ASUE informiert über Heizungssystem und Energieträger

In einer neuen Broschüre informiert die Arbeitsgemeinschaft für sparsamen und umweltfreundlichen Energieverbrauch (ASUE) Bauherren und Planer über die besten Heizungssysteme und Energieträger zur Wärmeversorgung im Haus.

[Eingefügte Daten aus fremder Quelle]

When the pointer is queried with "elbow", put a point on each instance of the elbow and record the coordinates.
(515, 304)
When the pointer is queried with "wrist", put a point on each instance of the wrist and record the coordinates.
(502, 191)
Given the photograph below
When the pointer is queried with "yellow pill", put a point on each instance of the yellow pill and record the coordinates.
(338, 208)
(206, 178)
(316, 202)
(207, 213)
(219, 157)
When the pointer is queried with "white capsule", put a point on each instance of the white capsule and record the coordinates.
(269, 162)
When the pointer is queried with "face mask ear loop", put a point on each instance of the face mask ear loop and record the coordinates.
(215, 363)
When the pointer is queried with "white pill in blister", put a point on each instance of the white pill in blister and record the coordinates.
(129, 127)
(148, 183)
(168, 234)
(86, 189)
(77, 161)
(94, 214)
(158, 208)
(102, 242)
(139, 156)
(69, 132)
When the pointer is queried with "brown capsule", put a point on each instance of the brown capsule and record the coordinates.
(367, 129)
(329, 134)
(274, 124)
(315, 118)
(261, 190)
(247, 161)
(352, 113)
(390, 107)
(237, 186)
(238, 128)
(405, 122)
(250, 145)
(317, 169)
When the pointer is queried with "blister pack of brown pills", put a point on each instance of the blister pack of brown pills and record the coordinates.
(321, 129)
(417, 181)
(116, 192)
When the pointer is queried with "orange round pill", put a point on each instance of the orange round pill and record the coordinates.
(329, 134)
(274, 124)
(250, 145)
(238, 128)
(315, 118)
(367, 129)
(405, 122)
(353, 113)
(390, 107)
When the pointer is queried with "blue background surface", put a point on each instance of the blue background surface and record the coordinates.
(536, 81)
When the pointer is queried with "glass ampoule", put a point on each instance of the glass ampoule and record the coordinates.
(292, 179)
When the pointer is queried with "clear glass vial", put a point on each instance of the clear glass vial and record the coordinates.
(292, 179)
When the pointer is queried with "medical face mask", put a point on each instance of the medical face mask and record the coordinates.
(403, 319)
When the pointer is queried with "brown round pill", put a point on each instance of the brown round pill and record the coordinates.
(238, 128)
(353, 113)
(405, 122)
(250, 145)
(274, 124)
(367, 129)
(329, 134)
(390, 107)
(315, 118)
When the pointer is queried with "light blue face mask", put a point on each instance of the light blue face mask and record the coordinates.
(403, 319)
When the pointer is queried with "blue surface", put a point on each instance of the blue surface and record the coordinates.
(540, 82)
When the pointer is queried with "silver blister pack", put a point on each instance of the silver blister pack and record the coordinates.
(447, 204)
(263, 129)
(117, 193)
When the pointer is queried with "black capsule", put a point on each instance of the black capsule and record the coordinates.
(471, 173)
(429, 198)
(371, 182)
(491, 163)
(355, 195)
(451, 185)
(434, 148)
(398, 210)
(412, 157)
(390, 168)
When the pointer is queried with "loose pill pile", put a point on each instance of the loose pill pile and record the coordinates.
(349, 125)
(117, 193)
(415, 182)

Die Experten empfehlen, anhand von vier Kriterien zu entscheiden.

Stromnetz Ausbau© Gina Sanders / Fotolia.com

Kaiserslautern (red) - Wer ein Haus baut, muss auch die Entscheidung darüber treffen, welches Heizungssystem und welcher Energieträger für die Wärme im Haus sorgen wird. "Welches System passt zu meinen individuellen Anforderungen?", "Wie ist das Verhältnis zwischen Investitions- und Betriebskosten?", "Welcher Energieträger erfüllt am besten die hohen Anforderungen an die Umwelt?" - auf diese und viele weitere Fragen gibt die Broschüre "Wärmeversorgung im Neubau - Ratgeber für Bauherren und Planer" der Arbeitsgemeinschaft für sparsamen und umweltfreundlichen Energieverbrauch (ASUE) Antwort.

In modernen Niedrigenergiehäusern nehme der Wärmebedarf für die Raumheizung durch verbesserte Wärmeschutz- und Dämmmaßnahmen ab, während der Energiebedarf für die Warmwasserbereitung annähernd gleich bleibe, weiß die ASUE zu berichten. Daher komme der Warmwasserbereitung eine immer größere Bedeutung zu. Insgesamt empfiehlt die ASUE, die Wahl eines Wärmeversorgungssystems anhand der vier Kriterien Komfort, Kosten (Vollkostenvergleich), Umweltverträglichkeit und Hygiene (im Sinne einer kontrollierten Wohnungslüftung) zu treffen. Unter diesen Gesichtspunkten sei insbesondere die Brennwerttechnik zu empfehlen, da sie auch einen Teil der in den Abgasen enthaltenen Wärme nutzen könne und so einen besonders hohen Wirkungsgrad erziele.

Ist die Entscheidung für das System gefallen, stellt sich die Frage nach dem geeignetsten Energieträger. Laut ASUE wird aktuell in knapp 75 Prozent aller Neubauten Erdgas eingesetzt, da es durch die im Vergleich zu anderen fossilen Energieträgern geringeren Kohlendioxid-Emissionen die Umwelt weniger belaste, sich aufgrund seiner Eigenschaften auch sehr vorteilhaft in Verbindung mit Brennwerttechnik einsetzen lasse und zudem keinen Lagerplatz beanspruche. Darüber hinaus lasse sich bei Verwendung einer Erdgas-Dachheizzentrale auch noch der Schornstein einsparen.